An optional primary key definition by adding a call of the key() method with a list of column names making up the primary key. Alternatively you can use rowPK() instead of row() for the row mappings.

The RecordDescriptor class has a few more constructors concerned with joins and accessing multiple databases, but that’s not important for now. The basic structure described above is what you work with most of the time.

Attribute Type Mapping

The following table illustrates the mapping of Java object attribute types to SQL database field types as they are supported by PriDE. The row ‘JDBC type’ determines the type being used for the specified attribute type to access results from a JDBC ResultSet or to pass inputs to a JDBC PreparedStatement. The ‘SQL type’ specifies the actual SQL row types, the attributes can usually be mapped to. Not all SQL databases support all the mentioned type identifiers and it may also depend on the JDBC driver’s capabilities which mappings are supported. Primitive attribute types should of course only be used, if the corresponding row must not be NULL. Otherwise an exception will be thrown at runtime when attempting to process NULL values.

Java attribute type	JDBC type	SQL type
String	String	VARCHAR, VARCHAR2, NVARCHAR2, CHAR
java.util.Date	java.sql.Date	DATE, DATETIME, TIMESTAMP, TIME
java.sql.Date	java.sql.Date	DATE, DATETIME, TIMESTAMP, TIME
java.sql.Timestamp	java.sql.Timestamp	DATETIME, TIMESTAMP, TIME
int / Integer	Integer	INTEGER
float / Float	Float	DECIMAL, REAL
double / Double	Double	DECIMAL, REAL
Any enum	String	VARCHAR, VARCHAR2, NVARCHAR2, CHAR
boolean / Boolean	Boolean	BOOLEAN, INTEGER, SMALLINT, TINYINT, CHAR
BigDecimal	BigDecimal	DECIMAL, NUMBER
long / Long	Long	INTEGER, DECIMAL, NUMBER, BIGINT
short / Short	Short	INTEGER, SMALLINT, TINYINT, DECIMAL
byte / Byte	Byte	TINYINT
byte[]	byte[]	BLOB, LONGVARBINARY, VARBINARY
java.sql.Blob	java.sql.Blob	BLOB, LONGVARBINARY, VARBINARY
java.sql.Clob	java.sql.Clob	CLOB, LONGVARCHAR
java.sql.SQLXML / String	java.sql.SQLXML	java.sql.SQLXML

Clobs and Blobs can only be used through PreparedStatements, i.e. you either have to access the entities with Clob / Blob attributes with PriDE’s prepared operations or you configure PriDE to use bind variables by default (see quick start tutorial).

The precision of dates and time stamps in the database vary significantly between different database vendors.

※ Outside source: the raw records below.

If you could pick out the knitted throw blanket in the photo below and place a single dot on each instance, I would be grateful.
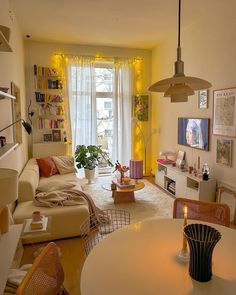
(70, 197)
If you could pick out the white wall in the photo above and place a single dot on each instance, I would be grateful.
(208, 50)
(41, 54)
(12, 70)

E.g. although date rows were originally intended to represent dates without time portions in SQL databases, Oracle allows seconds precision instead and so does PriDE for Oracle. When using PriDE with plain SQL, dates and timestamps are rendered by appropriate database-specific formating functions like to_date or to_timestamp in Oracle, preserving the same precision as it applies to prepared statements.

The interface pm.pride.ResourceAccessor provides the constant SYSTIME_DEFAULT. In update and insert operations this values will be translated to an expression which addresses the current database server time like CURRENT_TIMESTAMP in MySQL or SYSDATE in Oracle. This translation is only applied in plain SQL.

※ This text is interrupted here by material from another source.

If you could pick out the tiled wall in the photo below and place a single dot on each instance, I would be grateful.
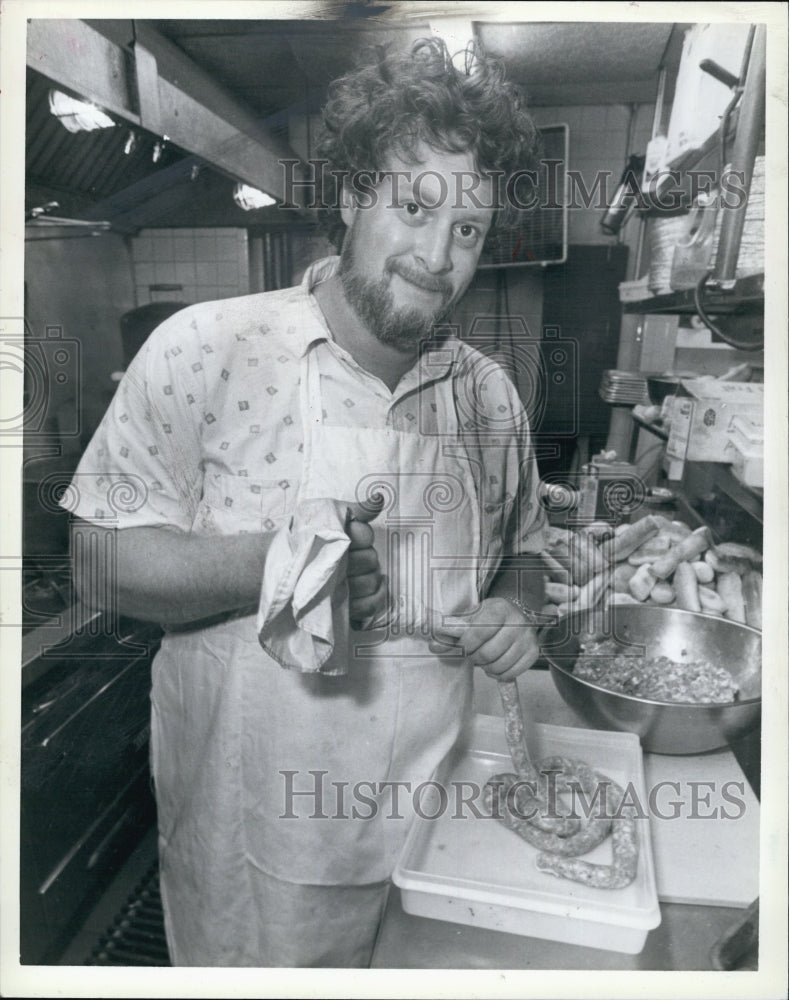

You can tell PriDE to map a java.util.Date attribute to an SQL time stamp by providing the JDBC type in the row definition of the record descriptor as an additional parameter like that:

.row(<columnname>, <getter>, <setter>, java.sql.Timestamp.class)

There are a few more type conversions which can be expressed that way. E.g. Enums can be represented by their ordinals in the database by providing java.lang.Integer.class as additional parameter for the mapping of the corresponding attributes.

The general pattern for arbitrary type conversion is to provide appropriate additional getter/setter pairs which encapsulate the conversion. To make clear, that these getters / setters are for internal use only, it is common practice to give the method names a leading underscore. Assume you have an enumeration type for coins with their value in cent like that:

public enum Coin {
    FIVE_CENT(5), FIFTY_CENT(50), ONE_EURO(100);
    
    private int valueInCent;
    Coin(int valueInCent) { this.valueInCent = valueInCent; }
    int value() { return valueInCent; }
}

If you map an attribute of this type to the database, PriDE expects an SQL row of type VARCHAR or a similar type to store values like ‘FIVE_CENT’ etc. If you want to represent the coins by their value in the database, you provide a type-converting getter-setter-pair for the corresponding attribute in the entity class:

class MyEntity {
    private Coin myAttr;
    
    public int _getMyAttr() {
        return myAttr.value();
    }
    
    public void _setMyAttr(int v) {
        for (Coin coin: Coin.values()) {
            if (coin.value() == v) {
                myAttr = coin;
                return;
            }
        }
        throw new IllegalArgumentException();
    }
}

Now you can use this getter setter pair to map the myAttr attribute to a DECIMAL table row, holding the coins’ values:

.row("MYATTR", "_getMyAttr", "_setMyCoin")